IPRT Submission on Mental Health and Criminal Justice
27th April 2012
IPRT made a detailed Submission to the Cross Sectoral Group on Mental Health and Criminal Justice in April 2012.
The submission is available to download here.
Key Recommendations
- Where appropriate, those with mental illness should be diverted away from the criminal justice system and should be treated within a community setting.
- Sufficient investment and resources in mental health services in community-based settings are required in order to prevent mentally-ill individuals coming into contact with the criminal justice system.
- Statistics play an integral part in identifying the scale of mental illness present in the criminal justice system; the proper recording of incidences on mental health should be collated at each stage of the criminal justice system.
- Ttransparent and proper recording procedures on mental health should be implemented by the Irish Prison Service; if a prisoner is transferred, these records should also be transferred with immediate effect.
- IPRT continues to campaign for the elimination of the practice of detaining mentally-ill prisoners in observation cells.

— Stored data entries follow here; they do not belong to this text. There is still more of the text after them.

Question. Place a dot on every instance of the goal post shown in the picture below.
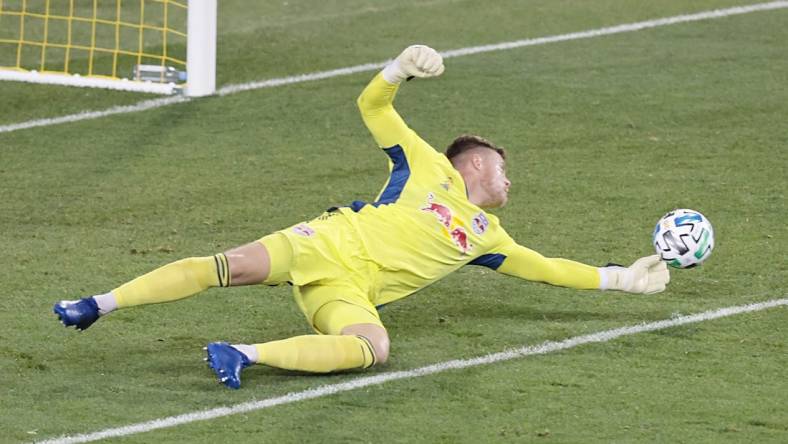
(154, 46)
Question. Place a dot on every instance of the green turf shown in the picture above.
(604, 136)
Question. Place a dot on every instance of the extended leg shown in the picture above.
(249, 264)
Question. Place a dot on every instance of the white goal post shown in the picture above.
(132, 45)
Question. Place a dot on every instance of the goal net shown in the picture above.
(155, 46)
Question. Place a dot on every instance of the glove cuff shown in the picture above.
(393, 73)
(610, 278)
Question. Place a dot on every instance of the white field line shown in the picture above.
(367, 381)
(232, 89)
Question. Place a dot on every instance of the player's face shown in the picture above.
(494, 181)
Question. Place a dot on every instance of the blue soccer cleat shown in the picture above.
(82, 313)
(227, 362)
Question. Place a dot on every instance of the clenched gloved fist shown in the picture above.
(414, 61)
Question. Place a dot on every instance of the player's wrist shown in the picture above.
(612, 278)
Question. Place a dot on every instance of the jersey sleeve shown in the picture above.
(380, 117)
(528, 264)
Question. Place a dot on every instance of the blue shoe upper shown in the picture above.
(227, 362)
(82, 313)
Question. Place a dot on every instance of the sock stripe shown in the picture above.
(226, 270)
(222, 269)
(369, 348)
(218, 270)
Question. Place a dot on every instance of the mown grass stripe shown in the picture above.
(232, 89)
(367, 381)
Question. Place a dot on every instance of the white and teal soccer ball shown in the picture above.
(683, 238)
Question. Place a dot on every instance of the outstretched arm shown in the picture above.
(376, 101)
(528, 264)
(647, 275)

Instead vulnerable care units should be established with 24 hour supervision by a psychiatric nurse.
- IPRT advocates for a shift away from pharmacological treatment and towards therapeutic interventions in tackling mental illness among prisoners.
- Overcrowding and the elimination of ‘slopping out’ must to be addressed in order to enhance and facilitate positive mental health in the Irish prison system.
- Regimes which are full and varied will help reduce levels of mental illness in our prisons.
- All prison staff should receive awareness training regarding suicide and self-harm prevention in prisons.
- Additional spaces should be made available in psychiatric hospitals for the diversion of mentally-ill offenders.
- The mental health Prison in-reach and Court Liaison Service should be expanded across the entire prison estate.
- IPRT campaigns for children in the prison system to be provided with appropriate mental health services; there is also a need to expand the Cloverhill screening programme to provide for young offenders.
- IPRT advocates for the principle of equivalence of healthcare in the prison context should be equal to that in the community setting.
- IPRT advocates that, where appropriate, mentally-ill offenders should be imprisoned as a last resort.